Introduction

Sub-Saharan Africa (SSA) faces multiple food security challenges. Currently, 22% of the people living in SSA are undernourished1, and the region relies on large amounts of food imports to meet local demand2. In addition, climate change is already affecting food production and supply chains across SSA3,4. Compounding these issues, the population of SSA is projected to double from about 1 billion people currently to over 2 billion by 20505, which will make it home to one in four people globally6. Addressing current food security challenges while reducing import reliance, meeting rising food demand, and coping with the effects of climate change will necessitate rapid enhancements in agricultural productivity across the SSA region, particularly for staple cereals, which constitute 50% of the current average calorie intake in developing countries2,7,8. While past studies have demonstrated that many parts of SSA do indeed possess an immense potential to increase cereal yields through improved access to irrigation, fertilizers, and other inputs9,10, a host of demographic, agronomic, and climatic factors converge to exercise influence on yield outcomes.
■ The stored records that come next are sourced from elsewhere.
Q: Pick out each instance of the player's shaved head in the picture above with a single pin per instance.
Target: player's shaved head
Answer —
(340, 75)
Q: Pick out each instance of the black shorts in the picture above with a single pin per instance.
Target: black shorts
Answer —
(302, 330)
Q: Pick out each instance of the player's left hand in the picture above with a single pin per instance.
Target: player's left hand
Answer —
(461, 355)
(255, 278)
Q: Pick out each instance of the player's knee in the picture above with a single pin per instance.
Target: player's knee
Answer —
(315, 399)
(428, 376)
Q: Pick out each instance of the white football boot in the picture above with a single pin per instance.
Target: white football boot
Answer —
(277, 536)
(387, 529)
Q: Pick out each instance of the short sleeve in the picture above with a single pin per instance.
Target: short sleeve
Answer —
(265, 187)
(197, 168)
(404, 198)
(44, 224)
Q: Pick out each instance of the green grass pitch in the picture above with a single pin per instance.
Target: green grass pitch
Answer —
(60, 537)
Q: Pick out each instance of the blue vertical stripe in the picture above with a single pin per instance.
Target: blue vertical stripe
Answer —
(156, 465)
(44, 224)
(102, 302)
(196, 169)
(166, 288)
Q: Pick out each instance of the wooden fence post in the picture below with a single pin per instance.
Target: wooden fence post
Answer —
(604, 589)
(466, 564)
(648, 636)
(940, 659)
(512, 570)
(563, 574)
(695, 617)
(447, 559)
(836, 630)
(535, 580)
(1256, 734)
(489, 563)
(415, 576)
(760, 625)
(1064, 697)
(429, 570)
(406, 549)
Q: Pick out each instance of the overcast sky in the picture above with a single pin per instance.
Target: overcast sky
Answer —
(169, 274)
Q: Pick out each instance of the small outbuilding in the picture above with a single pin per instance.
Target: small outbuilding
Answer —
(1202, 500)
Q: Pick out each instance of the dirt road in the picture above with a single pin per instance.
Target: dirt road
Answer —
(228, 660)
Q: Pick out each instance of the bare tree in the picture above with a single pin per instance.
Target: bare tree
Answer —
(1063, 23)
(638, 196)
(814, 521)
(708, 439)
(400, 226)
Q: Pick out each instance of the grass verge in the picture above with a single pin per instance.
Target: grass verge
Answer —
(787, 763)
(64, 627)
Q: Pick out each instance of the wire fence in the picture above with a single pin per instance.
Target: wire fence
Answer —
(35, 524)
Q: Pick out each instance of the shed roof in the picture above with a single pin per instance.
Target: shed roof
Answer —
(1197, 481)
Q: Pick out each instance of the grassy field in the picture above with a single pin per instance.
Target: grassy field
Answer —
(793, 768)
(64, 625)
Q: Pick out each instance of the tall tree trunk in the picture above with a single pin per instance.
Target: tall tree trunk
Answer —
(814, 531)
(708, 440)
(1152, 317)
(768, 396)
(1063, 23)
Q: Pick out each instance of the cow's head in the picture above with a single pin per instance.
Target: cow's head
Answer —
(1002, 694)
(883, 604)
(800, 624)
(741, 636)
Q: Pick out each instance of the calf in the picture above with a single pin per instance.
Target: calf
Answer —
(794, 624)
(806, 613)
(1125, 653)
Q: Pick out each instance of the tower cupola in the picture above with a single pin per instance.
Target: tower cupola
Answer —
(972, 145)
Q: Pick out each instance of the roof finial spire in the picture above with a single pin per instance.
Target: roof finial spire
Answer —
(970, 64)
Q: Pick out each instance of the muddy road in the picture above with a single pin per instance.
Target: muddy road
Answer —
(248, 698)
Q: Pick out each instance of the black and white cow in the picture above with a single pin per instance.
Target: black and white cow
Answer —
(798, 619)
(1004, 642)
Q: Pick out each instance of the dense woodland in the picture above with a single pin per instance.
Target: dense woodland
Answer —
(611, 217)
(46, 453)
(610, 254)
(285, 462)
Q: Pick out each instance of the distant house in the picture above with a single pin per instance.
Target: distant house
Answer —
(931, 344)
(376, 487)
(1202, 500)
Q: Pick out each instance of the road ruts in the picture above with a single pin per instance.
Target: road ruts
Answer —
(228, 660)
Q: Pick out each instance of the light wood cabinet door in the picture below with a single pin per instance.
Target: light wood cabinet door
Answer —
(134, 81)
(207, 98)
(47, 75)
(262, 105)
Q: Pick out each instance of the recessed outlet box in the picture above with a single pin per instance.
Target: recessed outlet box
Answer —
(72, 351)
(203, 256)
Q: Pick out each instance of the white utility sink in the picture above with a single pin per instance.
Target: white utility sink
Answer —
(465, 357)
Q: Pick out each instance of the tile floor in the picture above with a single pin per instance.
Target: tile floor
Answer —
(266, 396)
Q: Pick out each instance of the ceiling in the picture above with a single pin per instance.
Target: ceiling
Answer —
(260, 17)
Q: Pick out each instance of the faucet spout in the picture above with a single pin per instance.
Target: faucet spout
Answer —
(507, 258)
Yet, these factors are rarely considered together in studies evaluating the extent to which SSA farmers can feasibly enhance cereal yields. Such integrated considerations are essential in SSA where most farmers practice rainfed agriculture on relatively small family-owned plots—80% of farms are less than 2 hectares11—and grow a diversity of crops that serve multiple purposes, including supporting household nutrition, diversifying their marketable goods, and mitigating drought risk12.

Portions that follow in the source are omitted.